The men sought $100,000 a year for each year they were in prison. Several states, including Connecticut, Minnesota, New York and West Virginia, plus the District of Columbia, have paid an average well over that amount.

Maryland agreed to pay the men a per-year sum of $78,916, a five-year average of the state’s median income.

Maryland Comptroller Peter Franchot (D) said the board used that formula because “these five men were deprived of the opportunity to have a household and the opportunity to gain an income and make contributions to their communities and to our state.”

He said he hopes the General Assembly will adopt a similar formula to apply to exonerees in the future.

Before the vote, Franchot, who is considering a 2022 run for governor, called the exonerees by name, saying they were “all victims of a broken criminal justice system.”

Kopp described the compensation, which ranged from $903,560 for Williams to $3,026,840 to Lomax, as a “very small token of the heartfelt apologies of the state and all of our citizens.”

None of the men or their attorneys attended Wednesday’s meeting.

But Lomax said in an interview that he was touched by Kopp’s “very heartfelt” words and the acknowledgment by Franchot that “something needed to be done.”

Even before his release in 2006, Lomax started a parole reform initiative for inmates and former inmates — the Lifers Coalition. He has built that effort into the Maryland Restorative Justice Initiative, where he serves as executive director.

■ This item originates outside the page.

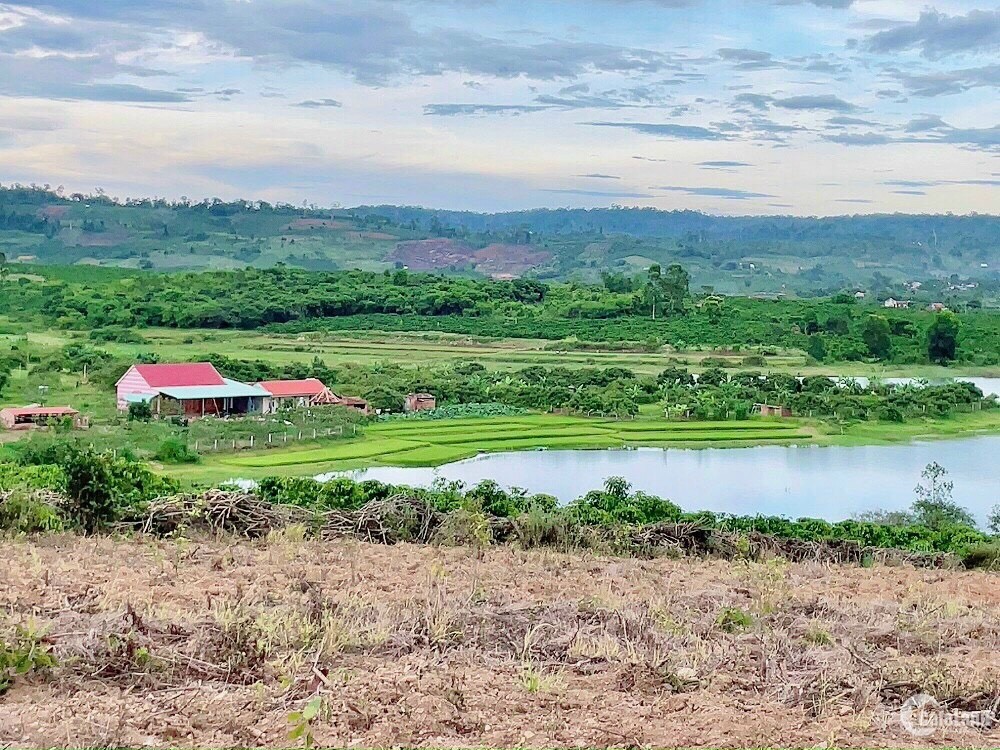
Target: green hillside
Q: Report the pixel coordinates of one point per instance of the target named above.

He said the settlement will allow him for the first time in his life to put the 39 years of incarceration behind him.

“I’m still connected to what happened to me in the past,” he said. “I will finally be able to put this whole saga, this whole ordeal, behind me.”

Lomax was convicted of killing a grocery store night manager in Baltimore in 1968. A judge later ruled his defense lawyer was ineffective and failed to offer evidence in court that could have proved Lomax was innocent.

In the interview, Lomax said he always personally felt vindicated “because I knew I hadn’t committed the crime . . . and the most important people in my life knew I was innocent.”

Among them was his sister, Carolyn, who fought until she died in 2015 to see him receive justice, Lomax said. She lived long enough to see his verdict set aside and the granting of a “writ of actual innocence” from the Baltimore City state’s attorney in 2014. He said he is haunted that his sister did not witness Wednesday’s vote.

Lomax lives in East Baltimore. He plans to use the money, which will be paid in installments through July 2021, to provide a better life for his family two grown children, seven grandchildren and a growing coterie of great-grandchildren.

“Each generation since I’ve been born have had to struggle to get by in life,” Lomax said, adding that his sister suffered with no heat in her home while she juggled bills. He said he has talked with his daughter about creating generational wealth for his children and the future children in his family.

“We’re not giving money away. I’m talking about creating situations where [subsequent] generations won’t have the struggle that we had,” he said.

Lamar Johnson said he wants to launch a real estate business, purchasing homes, rehabilitating them and renting them. First purchase: a home for his mother.

Williams, who has struggled with substance abuse and had bouts of homelessness, will be able to use the money to find stable housing and treatment, his lawyers said.

Asked this summer what compensation from the state would mean, Shipley said, his voice cracking: “Not only would it help me, it would help my family. My family still lives in the projects, still struggling. It would do a lot for me.”

The awards include an additional $10,000 for each man to use for counseling.

“Even though no dollar amount can restore what was stolen from them,” Franchot said, “I hope that today’s action brings some solace and sense of vindication to these five individuals.”